Syrian President Bashar al-Assad on Thursday said Raqa is not a priority target for his forces, saying his goal is to retake "every inch" of Syrian territory.
"Raqa is a symbol," Assad said in an interview with French media, while asserting that jihadist attacks carried out in France were "not necessarily prepared" in the Islamic State group stronghold in Syria.
"You have ISIS close to Damascus, you have them everywhere," Assad said, using another acronym for the IS.
"Everywhere is a priority depending on the development of the battle," he said, as a new round of peace talks was set to kick off in the Kazakh capital Astana.

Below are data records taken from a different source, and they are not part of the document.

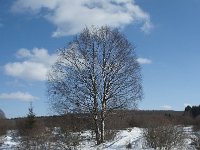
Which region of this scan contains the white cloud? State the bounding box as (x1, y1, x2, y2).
(160, 105, 173, 110)
(11, 0, 153, 37)
(4, 48, 57, 81)
(137, 57, 152, 64)
(0, 91, 38, 102)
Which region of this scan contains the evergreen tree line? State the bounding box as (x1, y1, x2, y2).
(184, 105, 200, 118)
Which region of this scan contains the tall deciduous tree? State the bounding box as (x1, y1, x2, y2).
(47, 26, 143, 144)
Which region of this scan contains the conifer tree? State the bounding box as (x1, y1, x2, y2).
(26, 102, 36, 129)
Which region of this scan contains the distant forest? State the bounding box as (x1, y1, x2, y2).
(184, 105, 200, 118)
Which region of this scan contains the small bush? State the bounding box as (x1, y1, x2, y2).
(126, 142, 132, 149)
(17, 127, 53, 150)
(104, 130, 117, 141)
(18, 126, 81, 150)
(143, 118, 185, 150)
(53, 127, 81, 150)
(191, 134, 200, 150)
(191, 127, 200, 150)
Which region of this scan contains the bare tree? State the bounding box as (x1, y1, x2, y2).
(47, 26, 143, 144)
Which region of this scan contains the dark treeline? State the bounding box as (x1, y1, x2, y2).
(184, 105, 200, 118)
(3, 109, 197, 131)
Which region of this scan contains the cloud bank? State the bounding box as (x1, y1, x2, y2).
(11, 0, 153, 37)
(4, 48, 57, 81)
(0, 91, 38, 102)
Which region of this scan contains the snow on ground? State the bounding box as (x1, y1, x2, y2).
(77, 128, 145, 150)
(0, 127, 198, 150)
(0, 131, 19, 150)
(79, 127, 197, 150)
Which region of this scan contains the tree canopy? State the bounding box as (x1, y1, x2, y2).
(47, 26, 143, 144)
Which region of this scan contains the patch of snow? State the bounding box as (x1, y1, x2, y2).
(0, 130, 19, 150)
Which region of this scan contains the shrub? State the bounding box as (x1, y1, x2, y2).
(53, 127, 81, 150)
(143, 118, 185, 150)
(191, 134, 200, 150)
(191, 126, 200, 150)
(17, 126, 81, 150)
(104, 130, 117, 141)
(126, 142, 132, 149)
(0, 118, 7, 136)
(0, 118, 8, 146)
(17, 127, 53, 150)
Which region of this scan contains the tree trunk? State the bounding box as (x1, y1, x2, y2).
(100, 118, 105, 143)
(100, 101, 106, 143)
(94, 115, 101, 145)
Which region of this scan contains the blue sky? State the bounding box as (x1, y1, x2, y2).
(0, 0, 200, 118)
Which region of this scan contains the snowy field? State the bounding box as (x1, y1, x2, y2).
(0, 127, 199, 150)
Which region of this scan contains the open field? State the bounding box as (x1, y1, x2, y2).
(0, 110, 200, 149)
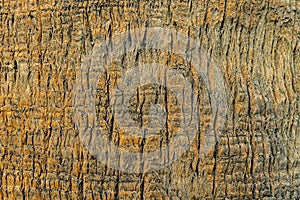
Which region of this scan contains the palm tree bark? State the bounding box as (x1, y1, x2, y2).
(0, 0, 299, 199)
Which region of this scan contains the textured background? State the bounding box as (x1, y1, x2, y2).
(0, 0, 299, 199)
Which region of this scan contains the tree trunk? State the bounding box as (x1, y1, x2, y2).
(0, 0, 299, 199)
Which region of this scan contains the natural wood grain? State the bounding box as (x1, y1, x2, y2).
(0, 0, 299, 199)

"They are in Palmyra now and in the eastern part of Syria," he said in the interview in Damascus with Europe 1 radio and the TF1 and LCI television channels.

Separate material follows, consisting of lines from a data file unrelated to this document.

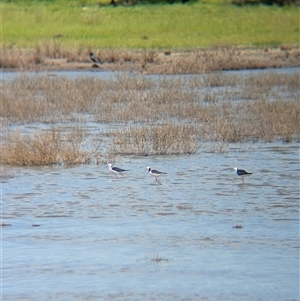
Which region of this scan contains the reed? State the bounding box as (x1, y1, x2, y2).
(1, 46, 299, 74)
(0, 48, 44, 70)
(108, 124, 199, 156)
(0, 127, 104, 166)
(1, 71, 299, 165)
(145, 254, 169, 263)
(200, 100, 300, 142)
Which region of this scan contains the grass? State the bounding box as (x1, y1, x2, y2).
(0, 45, 298, 73)
(1, 1, 299, 49)
(109, 124, 199, 156)
(1, 127, 105, 166)
(1, 72, 299, 166)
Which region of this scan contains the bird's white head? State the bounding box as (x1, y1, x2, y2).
(233, 167, 238, 172)
(108, 163, 113, 169)
(147, 166, 151, 172)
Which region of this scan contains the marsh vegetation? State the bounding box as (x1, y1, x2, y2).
(1, 71, 299, 166)
(1, 45, 299, 73)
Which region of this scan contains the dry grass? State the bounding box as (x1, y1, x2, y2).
(1, 71, 299, 165)
(108, 124, 199, 156)
(245, 99, 300, 142)
(0, 127, 104, 166)
(0, 46, 161, 71)
(1, 75, 104, 123)
(0, 48, 44, 70)
(1, 45, 299, 73)
(199, 99, 300, 142)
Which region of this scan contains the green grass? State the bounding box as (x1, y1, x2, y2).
(1, 0, 299, 49)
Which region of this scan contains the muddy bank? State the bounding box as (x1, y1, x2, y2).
(1, 46, 299, 74)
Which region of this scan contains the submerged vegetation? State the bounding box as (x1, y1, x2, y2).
(1, 72, 299, 166)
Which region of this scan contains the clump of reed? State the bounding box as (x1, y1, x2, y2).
(245, 99, 300, 142)
(0, 127, 104, 166)
(108, 124, 199, 156)
(144, 254, 169, 263)
(0, 48, 43, 70)
(1, 75, 105, 123)
(200, 99, 300, 142)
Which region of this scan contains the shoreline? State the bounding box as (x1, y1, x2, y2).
(1, 46, 299, 74)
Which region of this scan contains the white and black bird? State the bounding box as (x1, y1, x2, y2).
(233, 167, 252, 184)
(147, 166, 167, 182)
(108, 164, 129, 178)
(89, 52, 102, 64)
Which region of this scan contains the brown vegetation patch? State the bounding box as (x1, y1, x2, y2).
(0, 48, 43, 70)
(109, 124, 199, 156)
(1, 45, 299, 73)
(1, 71, 299, 165)
(200, 100, 300, 142)
(1, 127, 104, 166)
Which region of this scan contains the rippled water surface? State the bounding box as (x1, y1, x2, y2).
(2, 142, 299, 301)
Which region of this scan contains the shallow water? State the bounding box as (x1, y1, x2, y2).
(2, 142, 299, 301)
(1, 66, 300, 81)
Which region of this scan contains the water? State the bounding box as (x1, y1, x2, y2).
(2, 67, 299, 300)
(2, 142, 299, 301)
(1, 66, 299, 82)
(0, 70, 115, 82)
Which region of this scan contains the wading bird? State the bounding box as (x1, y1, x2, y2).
(233, 167, 252, 184)
(108, 164, 129, 178)
(147, 166, 167, 182)
(89, 53, 102, 65)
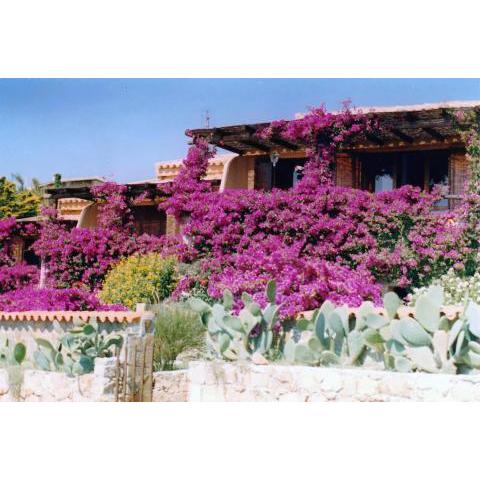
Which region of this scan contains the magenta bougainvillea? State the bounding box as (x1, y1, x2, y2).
(0, 287, 126, 311)
(0, 217, 40, 293)
(3, 102, 477, 317)
(161, 103, 472, 317)
(169, 184, 469, 316)
(163, 136, 216, 219)
(32, 184, 183, 291)
(0, 264, 39, 293)
(258, 102, 377, 192)
(0, 217, 38, 267)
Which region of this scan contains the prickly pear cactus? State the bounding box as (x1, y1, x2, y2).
(188, 280, 281, 362)
(189, 281, 480, 375)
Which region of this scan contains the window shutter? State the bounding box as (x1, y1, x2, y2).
(335, 153, 354, 188)
(450, 152, 470, 208)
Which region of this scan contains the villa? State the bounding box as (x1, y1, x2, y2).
(187, 101, 477, 210)
(10, 100, 478, 266)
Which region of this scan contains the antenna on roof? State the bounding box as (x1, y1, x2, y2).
(204, 109, 211, 128)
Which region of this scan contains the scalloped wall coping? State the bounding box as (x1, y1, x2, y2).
(0, 311, 140, 324)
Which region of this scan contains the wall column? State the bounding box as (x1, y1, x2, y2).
(166, 214, 180, 236)
(220, 156, 254, 191)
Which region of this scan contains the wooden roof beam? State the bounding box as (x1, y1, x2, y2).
(365, 132, 385, 145)
(422, 127, 445, 141)
(239, 137, 271, 152)
(269, 136, 299, 150)
(216, 142, 244, 154)
(225, 125, 271, 152)
(405, 111, 419, 122)
(389, 128, 414, 143)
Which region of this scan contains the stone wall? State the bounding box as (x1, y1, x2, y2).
(182, 361, 480, 402)
(0, 358, 117, 402)
(4, 360, 480, 402)
(152, 370, 189, 402)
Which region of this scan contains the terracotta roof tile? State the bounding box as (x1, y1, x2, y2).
(156, 154, 235, 171)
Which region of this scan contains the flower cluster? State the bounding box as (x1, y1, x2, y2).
(173, 184, 468, 316)
(32, 191, 186, 291)
(0, 217, 40, 292)
(163, 137, 216, 219)
(0, 287, 126, 312)
(0, 263, 39, 293)
(410, 268, 480, 306)
(161, 104, 472, 317)
(0, 217, 38, 267)
(91, 182, 134, 231)
(257, 102, 377, 192)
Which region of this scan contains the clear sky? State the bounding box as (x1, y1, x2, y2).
(1, 79, 479, 185)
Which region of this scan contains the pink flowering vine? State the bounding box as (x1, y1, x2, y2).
(0, 287, 126, 311)
(162, 136, 216, 219)
(5, 101, 478, 319)
(257, 102, 377, 192)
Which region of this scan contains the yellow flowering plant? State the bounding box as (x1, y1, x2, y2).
(99, 253, 177, 310)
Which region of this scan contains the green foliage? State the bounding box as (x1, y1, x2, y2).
(150, 303, 205, 371)
(285, 286, 480, 374)
(0, 338, 28, 400)
(191, 279, 480, 375)
(411, 269, 480, 306)
(99, 253, 178, 310)
(53, 173, 62, 189)
(0, 338, 27, 367)
(189, 280, 282, 362)
(176, 262, 217, 305)
(33, 318, 123, 376)
(0, 176, 41, 219)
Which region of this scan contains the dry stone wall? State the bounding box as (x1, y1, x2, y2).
(152, 370, 189, 401)
(3, 360, 480, 402)
(0, 358, 117, 402)
(184, 362, 480, 402)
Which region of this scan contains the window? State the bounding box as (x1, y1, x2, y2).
(132, 206, 166, 236)
(358, 150, 450, 206)
(254, 157, 306, 190)
(361, 156, 396, 192)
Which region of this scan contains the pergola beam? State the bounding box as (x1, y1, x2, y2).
(216, 142, 244, 154)
(239, 137, 271, 152)
(268, 136, 299, 150)
(422, 127, 445, 141)
(365, 132, 385, 145)
(389, 128, 414, 143)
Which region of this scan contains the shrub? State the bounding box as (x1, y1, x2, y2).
(0, 217, 38, 267)
(410, 268, 480, 306)
(0, 263, 39, 293)
(161, 118, 471, 319)
(0, 287, 126, 311)
(99, 253, 177, 310)
(151, 303, 205, 371)
(32, 186, 179, 291)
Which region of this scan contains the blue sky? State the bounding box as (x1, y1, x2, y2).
(1, 79, 479, 185)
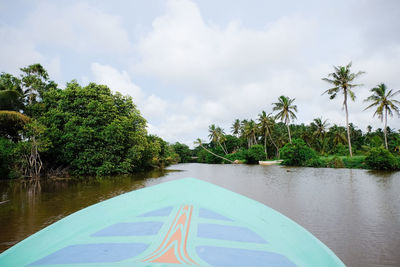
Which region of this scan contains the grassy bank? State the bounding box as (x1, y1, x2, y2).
(319, 155, 366, 169)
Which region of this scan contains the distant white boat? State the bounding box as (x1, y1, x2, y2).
(259, 160, 283, 166)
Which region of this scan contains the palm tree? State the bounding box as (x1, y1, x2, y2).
(208, 124, 227, 154)
(322, 62, 364, 157)
(364, 83, 400, 149)
(194, 138, 234, 163)
(272, 96, 297, 143)
(330, 125, 347, 147)
(231, 119, 240, 137)
(311, 117, 330, 152)
(243, 120, 258, 148)
(217, 128, 228, 154)
(240, 119, 249, 138)
(258, 111, 279, 159)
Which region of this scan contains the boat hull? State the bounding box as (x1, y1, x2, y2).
(0, 178, 344, 267)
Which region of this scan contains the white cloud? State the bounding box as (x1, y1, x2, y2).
(90, 63, 168, 129)
(91, 63, 143, 99)
(0, 26, 43, 74)
(134, 0, 314, 96)
(141, 94, 168, 118)
(25, 2, 132, 55)
(131, 0, 400, 144)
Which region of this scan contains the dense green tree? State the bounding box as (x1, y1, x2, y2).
(364, 83, 400, 149)
(172, 142, 192, 163)
(272, 96, 297, 143)
(0, 73, 24, 111)
(365, 147, 399, 170)
(245, 144, 266, 164)
(322, 62, 365, 157)
(0, 73, 28, 141)
(38, 81, 150, 175)
(280, 138, 318, 166)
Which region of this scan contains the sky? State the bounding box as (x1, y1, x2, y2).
(1, 0, 400, 147)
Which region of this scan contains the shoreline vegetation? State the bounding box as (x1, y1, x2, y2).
(0, 64, 182, 180)
(1, 62, 399, 180)
(189, 62, 400, 171)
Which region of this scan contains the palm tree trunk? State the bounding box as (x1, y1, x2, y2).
(267, 131, 279, 158)
(384, 108, 388, 149)
(200, 145, 234, 163)
(344, 93, 353, 157)
(287, 123, 292, 144)
(264, 133, 268, 159)
(218, 141, 227, 155)
(223, 142, 228, 154)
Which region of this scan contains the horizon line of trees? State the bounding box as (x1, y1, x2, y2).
(193, 62, 400, 164)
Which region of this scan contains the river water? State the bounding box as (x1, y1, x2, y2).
(0, 163, 399, 266)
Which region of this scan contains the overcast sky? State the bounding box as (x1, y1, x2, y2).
(1, 0, 400, 146)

"For us it is all the same, Raqa, Palmyra, Idlib, it's all the same."
The Syrian leader said it was the "duty of any government" to regain control of "every inch" of its territory.
After a string of major losses in both Iraq and Syria, the extremists' two main strongholds of Mosul and Raqa are both under attack.

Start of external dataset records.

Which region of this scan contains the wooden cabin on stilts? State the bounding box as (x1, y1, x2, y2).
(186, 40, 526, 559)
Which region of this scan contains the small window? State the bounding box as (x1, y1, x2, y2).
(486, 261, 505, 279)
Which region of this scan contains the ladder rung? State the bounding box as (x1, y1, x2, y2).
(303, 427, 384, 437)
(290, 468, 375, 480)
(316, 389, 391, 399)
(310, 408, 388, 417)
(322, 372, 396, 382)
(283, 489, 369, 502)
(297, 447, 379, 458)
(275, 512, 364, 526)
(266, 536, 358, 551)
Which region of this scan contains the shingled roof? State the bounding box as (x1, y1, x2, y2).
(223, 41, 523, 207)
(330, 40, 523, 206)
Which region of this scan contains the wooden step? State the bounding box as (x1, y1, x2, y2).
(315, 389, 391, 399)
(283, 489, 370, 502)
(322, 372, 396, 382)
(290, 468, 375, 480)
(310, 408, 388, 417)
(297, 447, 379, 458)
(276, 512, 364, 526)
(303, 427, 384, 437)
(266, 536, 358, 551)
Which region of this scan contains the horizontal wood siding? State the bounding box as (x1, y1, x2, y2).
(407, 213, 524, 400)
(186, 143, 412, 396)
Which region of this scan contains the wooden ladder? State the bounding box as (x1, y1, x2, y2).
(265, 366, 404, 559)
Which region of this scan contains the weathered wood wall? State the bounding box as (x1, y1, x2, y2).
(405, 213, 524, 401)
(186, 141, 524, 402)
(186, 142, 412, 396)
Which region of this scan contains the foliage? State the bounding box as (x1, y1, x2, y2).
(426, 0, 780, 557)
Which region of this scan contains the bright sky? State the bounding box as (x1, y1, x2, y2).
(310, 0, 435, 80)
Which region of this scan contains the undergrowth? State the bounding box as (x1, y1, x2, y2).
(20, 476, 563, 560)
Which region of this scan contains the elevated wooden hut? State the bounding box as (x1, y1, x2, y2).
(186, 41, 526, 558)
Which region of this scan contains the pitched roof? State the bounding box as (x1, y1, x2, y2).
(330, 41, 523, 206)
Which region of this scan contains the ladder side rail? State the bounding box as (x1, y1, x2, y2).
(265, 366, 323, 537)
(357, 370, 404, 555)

After a massive, four-month campaign, Iraqi forces are tightening the noose on Mosul, while in Syria, an Arab-Kurd alliance, the Syrian Democratic Forces, has begun advancing on Raqa.
While Turkey, Russia and Iran take the lead in the talks in Astana, the West has become "passive", he said, denouncing the coalition for supporting "those groups that represented the terrorists against the government".
"They did not want to achieve peace in Syria."
A new round of the Astana talks was set to kick off on Thursday after a one-day delay for "technical reasons".
The talks are viewed as a warm-up for UN-led negotiations that are due to begin in Geneva on Feb 23.